The way you get people to buy electric cars isn't by telling them they should or by taxing them if they don't. It's by making electric cars that are "better".
Agreed. Mandating anything for whatever reason only breeds resentment.
It's a long uphill battle to accomplish that in North America, however - especially with the mentalities we have here that make people honestly believe that they need a 1-Ton diesel dually to pull a box trailer with 500 pounds in it, or all the other fallacies about EV's that we've seen come out many times here in this very thread....
- That they don't work in the winter.
- You'll inevitably be stranded on the side of the road dead somewhere the first time you dare venture more than 20 minutes from your house
- Plugging in and charging every night is a "pain".
- That you'll need to replace the battery every few years.
The pickup truck crowd is going to be the biggest hold out as the "roll coal, yeehaw, electric cars are for liberal tree huggers, screw you, eat my dust!" crowd are going to take forever to come around. Until a pickup actually hits the market and starts destroying records and these misconceptions people aren't going to even
think about changing their minds, much less consider actually embracing things.
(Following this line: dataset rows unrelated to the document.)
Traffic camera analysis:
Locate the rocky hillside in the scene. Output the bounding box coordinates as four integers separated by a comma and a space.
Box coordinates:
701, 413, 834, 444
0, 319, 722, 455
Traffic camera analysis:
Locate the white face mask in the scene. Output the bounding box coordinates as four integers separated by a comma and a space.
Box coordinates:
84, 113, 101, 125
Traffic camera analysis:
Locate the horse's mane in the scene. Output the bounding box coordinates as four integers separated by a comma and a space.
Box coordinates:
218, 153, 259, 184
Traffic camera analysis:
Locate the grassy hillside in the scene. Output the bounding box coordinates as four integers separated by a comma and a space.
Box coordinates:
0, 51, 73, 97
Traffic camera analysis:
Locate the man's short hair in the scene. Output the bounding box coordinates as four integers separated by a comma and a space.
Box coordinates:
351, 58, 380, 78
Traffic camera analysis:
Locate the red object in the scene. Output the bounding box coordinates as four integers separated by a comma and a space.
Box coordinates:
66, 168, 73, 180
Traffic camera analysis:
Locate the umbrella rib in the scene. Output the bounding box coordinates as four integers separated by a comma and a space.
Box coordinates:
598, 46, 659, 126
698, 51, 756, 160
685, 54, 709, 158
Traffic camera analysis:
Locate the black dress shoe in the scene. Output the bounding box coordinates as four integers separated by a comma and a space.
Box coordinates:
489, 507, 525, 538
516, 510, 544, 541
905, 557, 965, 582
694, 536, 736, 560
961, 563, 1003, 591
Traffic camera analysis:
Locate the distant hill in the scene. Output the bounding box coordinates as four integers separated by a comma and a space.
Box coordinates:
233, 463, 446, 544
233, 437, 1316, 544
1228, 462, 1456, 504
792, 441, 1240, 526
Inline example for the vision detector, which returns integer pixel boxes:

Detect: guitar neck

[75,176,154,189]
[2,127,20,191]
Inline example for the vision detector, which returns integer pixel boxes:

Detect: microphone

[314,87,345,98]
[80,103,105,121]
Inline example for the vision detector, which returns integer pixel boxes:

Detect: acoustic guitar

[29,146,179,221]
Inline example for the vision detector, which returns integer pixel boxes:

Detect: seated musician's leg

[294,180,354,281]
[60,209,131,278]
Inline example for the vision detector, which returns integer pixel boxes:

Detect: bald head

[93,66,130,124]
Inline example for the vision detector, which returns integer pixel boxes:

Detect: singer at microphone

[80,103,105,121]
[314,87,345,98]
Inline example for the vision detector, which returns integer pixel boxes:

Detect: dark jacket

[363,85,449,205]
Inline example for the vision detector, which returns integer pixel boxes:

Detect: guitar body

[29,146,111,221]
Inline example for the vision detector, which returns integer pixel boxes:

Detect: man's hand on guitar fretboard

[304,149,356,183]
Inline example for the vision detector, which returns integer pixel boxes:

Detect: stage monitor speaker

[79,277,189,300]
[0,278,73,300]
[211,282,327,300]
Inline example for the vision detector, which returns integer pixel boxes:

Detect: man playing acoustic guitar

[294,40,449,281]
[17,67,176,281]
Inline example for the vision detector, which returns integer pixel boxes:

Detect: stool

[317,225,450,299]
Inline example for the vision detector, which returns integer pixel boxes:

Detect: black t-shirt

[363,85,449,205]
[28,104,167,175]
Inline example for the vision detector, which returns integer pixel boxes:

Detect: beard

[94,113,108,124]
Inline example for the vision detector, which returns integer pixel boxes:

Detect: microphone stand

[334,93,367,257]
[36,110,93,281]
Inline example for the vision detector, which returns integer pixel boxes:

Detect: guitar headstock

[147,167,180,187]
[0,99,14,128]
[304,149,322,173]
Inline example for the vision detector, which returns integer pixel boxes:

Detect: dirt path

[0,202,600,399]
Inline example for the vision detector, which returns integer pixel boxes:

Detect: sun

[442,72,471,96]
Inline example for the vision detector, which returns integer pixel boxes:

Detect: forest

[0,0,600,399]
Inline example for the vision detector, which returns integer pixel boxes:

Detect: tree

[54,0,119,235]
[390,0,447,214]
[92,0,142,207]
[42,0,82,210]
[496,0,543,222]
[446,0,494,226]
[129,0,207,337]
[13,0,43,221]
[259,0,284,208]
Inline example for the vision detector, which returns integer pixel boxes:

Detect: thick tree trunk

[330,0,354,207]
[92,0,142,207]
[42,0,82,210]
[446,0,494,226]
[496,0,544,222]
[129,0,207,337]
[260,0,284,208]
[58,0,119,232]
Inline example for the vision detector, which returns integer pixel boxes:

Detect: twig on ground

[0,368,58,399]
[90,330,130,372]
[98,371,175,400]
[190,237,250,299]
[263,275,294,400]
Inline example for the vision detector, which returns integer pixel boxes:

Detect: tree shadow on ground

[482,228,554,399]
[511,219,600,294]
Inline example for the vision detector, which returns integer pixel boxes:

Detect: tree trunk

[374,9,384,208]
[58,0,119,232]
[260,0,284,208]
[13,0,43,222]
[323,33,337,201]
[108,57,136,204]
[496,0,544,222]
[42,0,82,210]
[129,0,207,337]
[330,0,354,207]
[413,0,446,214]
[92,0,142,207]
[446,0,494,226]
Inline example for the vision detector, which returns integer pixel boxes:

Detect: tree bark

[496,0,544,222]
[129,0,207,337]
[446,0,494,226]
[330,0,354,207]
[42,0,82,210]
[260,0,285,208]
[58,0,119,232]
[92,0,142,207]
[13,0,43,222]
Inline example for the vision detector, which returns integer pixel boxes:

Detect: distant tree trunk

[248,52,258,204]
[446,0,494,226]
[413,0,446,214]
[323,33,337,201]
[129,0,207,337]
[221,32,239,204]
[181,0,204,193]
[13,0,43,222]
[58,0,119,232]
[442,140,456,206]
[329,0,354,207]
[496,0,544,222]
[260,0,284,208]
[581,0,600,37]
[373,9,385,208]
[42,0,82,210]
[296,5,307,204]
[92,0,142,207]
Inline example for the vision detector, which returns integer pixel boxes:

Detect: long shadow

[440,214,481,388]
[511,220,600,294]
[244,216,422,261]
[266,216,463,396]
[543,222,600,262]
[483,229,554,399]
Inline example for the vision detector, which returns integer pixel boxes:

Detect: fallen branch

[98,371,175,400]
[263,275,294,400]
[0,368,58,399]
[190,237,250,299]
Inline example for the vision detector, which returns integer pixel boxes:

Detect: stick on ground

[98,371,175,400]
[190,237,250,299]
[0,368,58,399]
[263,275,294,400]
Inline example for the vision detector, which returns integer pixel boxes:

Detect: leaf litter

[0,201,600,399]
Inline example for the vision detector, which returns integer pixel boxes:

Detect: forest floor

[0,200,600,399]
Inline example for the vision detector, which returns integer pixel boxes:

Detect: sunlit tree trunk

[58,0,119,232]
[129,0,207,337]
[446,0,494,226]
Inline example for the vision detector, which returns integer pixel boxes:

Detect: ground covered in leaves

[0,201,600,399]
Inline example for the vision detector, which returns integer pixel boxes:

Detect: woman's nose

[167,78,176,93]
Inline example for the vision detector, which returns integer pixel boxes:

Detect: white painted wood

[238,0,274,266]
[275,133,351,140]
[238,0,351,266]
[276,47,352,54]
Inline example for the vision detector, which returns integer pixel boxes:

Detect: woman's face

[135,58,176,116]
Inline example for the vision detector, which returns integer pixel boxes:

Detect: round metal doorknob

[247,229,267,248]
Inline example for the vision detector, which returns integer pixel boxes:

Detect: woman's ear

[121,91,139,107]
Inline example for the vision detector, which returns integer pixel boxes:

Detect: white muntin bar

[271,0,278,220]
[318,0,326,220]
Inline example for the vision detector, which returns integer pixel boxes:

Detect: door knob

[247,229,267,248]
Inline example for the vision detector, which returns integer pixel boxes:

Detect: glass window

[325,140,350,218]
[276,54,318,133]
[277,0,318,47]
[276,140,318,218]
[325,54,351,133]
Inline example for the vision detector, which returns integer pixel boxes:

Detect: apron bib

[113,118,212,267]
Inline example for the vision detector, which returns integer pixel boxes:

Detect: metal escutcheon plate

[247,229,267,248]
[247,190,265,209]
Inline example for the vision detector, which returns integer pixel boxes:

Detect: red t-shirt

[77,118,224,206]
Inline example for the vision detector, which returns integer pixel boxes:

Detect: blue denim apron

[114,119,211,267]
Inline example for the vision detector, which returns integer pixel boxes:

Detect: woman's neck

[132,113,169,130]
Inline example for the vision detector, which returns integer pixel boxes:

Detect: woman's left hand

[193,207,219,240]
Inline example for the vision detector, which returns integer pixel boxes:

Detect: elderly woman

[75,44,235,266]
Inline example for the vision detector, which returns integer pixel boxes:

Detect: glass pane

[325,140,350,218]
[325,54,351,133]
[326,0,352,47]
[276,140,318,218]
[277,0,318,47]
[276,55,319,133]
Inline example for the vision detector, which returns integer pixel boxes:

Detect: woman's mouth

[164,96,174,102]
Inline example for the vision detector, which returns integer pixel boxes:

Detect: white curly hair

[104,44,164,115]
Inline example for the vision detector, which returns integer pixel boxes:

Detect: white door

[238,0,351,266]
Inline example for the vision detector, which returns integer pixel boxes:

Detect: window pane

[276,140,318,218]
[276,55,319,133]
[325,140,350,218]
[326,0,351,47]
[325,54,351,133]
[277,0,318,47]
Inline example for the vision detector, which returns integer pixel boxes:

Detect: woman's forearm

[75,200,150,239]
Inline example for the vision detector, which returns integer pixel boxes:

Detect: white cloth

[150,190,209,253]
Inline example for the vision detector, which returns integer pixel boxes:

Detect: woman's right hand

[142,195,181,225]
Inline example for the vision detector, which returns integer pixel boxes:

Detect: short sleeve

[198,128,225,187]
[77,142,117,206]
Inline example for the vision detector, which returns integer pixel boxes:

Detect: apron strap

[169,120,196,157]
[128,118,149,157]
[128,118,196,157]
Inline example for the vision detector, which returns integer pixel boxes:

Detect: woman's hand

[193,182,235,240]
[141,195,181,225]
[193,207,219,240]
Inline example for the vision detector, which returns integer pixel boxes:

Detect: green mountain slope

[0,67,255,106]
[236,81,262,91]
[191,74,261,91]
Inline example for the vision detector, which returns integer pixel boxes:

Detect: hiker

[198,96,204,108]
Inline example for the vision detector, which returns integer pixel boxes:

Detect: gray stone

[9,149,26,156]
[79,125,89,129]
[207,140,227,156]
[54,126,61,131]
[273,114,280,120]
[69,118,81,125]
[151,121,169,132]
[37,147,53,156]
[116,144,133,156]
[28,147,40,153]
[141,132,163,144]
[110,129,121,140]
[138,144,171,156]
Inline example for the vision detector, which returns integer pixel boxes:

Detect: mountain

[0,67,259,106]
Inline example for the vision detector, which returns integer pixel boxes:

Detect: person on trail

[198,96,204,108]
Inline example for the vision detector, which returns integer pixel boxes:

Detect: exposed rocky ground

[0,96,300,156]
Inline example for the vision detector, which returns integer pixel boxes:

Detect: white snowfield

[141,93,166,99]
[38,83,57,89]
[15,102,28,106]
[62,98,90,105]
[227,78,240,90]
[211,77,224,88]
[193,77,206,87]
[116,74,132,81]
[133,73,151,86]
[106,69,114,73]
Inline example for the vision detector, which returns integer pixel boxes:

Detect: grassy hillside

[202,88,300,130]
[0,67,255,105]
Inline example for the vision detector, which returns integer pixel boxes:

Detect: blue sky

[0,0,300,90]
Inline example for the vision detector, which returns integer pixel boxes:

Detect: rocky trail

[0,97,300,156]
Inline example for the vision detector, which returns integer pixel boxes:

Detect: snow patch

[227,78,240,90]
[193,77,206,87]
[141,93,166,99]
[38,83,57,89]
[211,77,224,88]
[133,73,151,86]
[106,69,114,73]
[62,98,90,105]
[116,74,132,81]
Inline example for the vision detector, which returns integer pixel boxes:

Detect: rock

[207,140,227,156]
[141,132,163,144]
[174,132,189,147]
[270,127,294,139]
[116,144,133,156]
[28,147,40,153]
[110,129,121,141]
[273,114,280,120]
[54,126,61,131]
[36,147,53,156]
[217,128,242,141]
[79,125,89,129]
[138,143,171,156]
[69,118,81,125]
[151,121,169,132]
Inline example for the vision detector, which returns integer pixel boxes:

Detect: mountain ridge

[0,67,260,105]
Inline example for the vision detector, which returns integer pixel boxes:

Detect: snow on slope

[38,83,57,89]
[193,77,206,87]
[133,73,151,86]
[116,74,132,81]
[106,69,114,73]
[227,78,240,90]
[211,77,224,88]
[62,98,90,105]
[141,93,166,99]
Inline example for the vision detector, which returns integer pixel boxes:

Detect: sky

This is why I keep saying that the manufacturers really need to start focusing on the cost of ownership factors first, with performance benefits second - If GM (for example) put out an electric pickup truck tomorrow and said "It will go 300KM a day, every day, and every 100KM you drive will only cost you $2 in electricity instead of $15 in gas", it
will attract attention. If there's one that that pisses people off it's the price of gas and how much filling their tank costs them - naturally the larger vehicle segment is a natural for seeing very significant savings that will dwarf the "Buy an econobox ICE vehicle vs an expensive EV" ROI argument.